I completely agree with that. As I read through this post, I saw that I am doing a few of these things but not quite a cohesively as I would like and not with the amount of purpose that it requires 😉 I like action steps, so seeing it all laid out deliberately is helpful for me 😀
Excellent. If you didn’t already, subscribe to my blog at http://www.getservekeep.com. I publish new content every Monday. Is there anything you’d like to know more about? I may have written about it or always could.
Very nice step by step Joel! I like the real example, that makes it make more sense.
Thanks for modeling this, Joel! It’s sparking some ideas that I believe will be helpful for our company, and (perhaps more importantly) the businesses we SERVE!
You’re so welcome! Will you share those ideas?

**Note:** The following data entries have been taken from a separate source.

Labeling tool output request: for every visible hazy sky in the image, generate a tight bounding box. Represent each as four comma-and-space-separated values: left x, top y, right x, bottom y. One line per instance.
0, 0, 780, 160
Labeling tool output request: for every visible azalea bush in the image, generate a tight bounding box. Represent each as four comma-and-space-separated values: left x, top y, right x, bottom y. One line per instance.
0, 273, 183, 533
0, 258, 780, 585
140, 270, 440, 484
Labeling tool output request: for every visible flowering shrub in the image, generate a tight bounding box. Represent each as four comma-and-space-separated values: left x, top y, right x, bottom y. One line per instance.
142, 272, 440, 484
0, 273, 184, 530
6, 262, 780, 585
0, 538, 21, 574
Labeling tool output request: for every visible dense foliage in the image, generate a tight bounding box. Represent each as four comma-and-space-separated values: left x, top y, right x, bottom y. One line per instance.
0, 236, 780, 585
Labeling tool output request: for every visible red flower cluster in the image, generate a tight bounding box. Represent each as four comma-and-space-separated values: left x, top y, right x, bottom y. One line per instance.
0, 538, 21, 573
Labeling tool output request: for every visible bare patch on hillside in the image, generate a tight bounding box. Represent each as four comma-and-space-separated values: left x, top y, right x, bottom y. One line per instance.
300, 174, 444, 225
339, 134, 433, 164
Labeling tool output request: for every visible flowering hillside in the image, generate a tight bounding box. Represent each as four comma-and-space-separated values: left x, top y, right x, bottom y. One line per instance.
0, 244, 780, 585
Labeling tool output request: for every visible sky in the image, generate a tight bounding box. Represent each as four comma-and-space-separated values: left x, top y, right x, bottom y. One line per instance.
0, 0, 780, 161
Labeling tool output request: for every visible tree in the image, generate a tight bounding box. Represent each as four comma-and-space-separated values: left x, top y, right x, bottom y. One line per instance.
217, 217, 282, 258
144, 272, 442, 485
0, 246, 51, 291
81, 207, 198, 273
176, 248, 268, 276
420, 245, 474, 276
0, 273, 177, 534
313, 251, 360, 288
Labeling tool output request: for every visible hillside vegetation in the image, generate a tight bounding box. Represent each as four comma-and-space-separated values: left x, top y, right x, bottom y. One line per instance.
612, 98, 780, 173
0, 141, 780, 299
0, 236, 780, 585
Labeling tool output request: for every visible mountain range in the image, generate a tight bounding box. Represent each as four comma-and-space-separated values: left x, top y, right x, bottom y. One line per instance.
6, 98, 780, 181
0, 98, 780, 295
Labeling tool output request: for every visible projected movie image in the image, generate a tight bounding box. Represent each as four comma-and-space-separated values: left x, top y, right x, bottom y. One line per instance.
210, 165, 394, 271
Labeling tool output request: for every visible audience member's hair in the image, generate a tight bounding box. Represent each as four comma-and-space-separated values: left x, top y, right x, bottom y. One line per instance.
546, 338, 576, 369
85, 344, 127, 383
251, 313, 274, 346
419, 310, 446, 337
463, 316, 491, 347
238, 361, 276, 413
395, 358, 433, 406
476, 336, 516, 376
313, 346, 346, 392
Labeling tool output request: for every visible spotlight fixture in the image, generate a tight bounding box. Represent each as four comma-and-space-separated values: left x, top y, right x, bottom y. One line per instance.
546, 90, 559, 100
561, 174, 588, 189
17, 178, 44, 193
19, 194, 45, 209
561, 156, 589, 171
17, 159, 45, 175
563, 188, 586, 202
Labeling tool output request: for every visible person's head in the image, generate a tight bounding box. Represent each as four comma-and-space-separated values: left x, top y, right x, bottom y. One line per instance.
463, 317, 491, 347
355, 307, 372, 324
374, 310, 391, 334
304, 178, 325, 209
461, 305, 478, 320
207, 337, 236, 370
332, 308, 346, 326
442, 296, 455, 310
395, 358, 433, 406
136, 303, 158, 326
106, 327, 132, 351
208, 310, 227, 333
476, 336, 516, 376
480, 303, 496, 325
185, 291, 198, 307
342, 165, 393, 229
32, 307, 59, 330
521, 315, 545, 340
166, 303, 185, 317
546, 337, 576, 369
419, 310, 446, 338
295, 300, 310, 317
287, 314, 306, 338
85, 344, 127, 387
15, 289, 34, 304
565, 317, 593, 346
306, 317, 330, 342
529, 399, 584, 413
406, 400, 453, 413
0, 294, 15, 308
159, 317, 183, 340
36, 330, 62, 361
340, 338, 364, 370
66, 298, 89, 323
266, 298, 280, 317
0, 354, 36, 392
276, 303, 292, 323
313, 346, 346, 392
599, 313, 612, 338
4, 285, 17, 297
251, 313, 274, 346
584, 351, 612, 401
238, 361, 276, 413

I’d love to hear!
To use very broad brushtrokes, the ideas are simply to use the strategy you’ve presented and apply/implement that strategy (on behalf of our customers) using the suite of tools we are already providing to our customers.
We’ve been methodically pulling together the tools (websites, email, social marketing, direct mail marketing) that were once presented as individual products to our customers, and making the whole greater than the sum of the parts. The model you present provides a great roadmap for us to use to allow these tools to come together in an integrated way.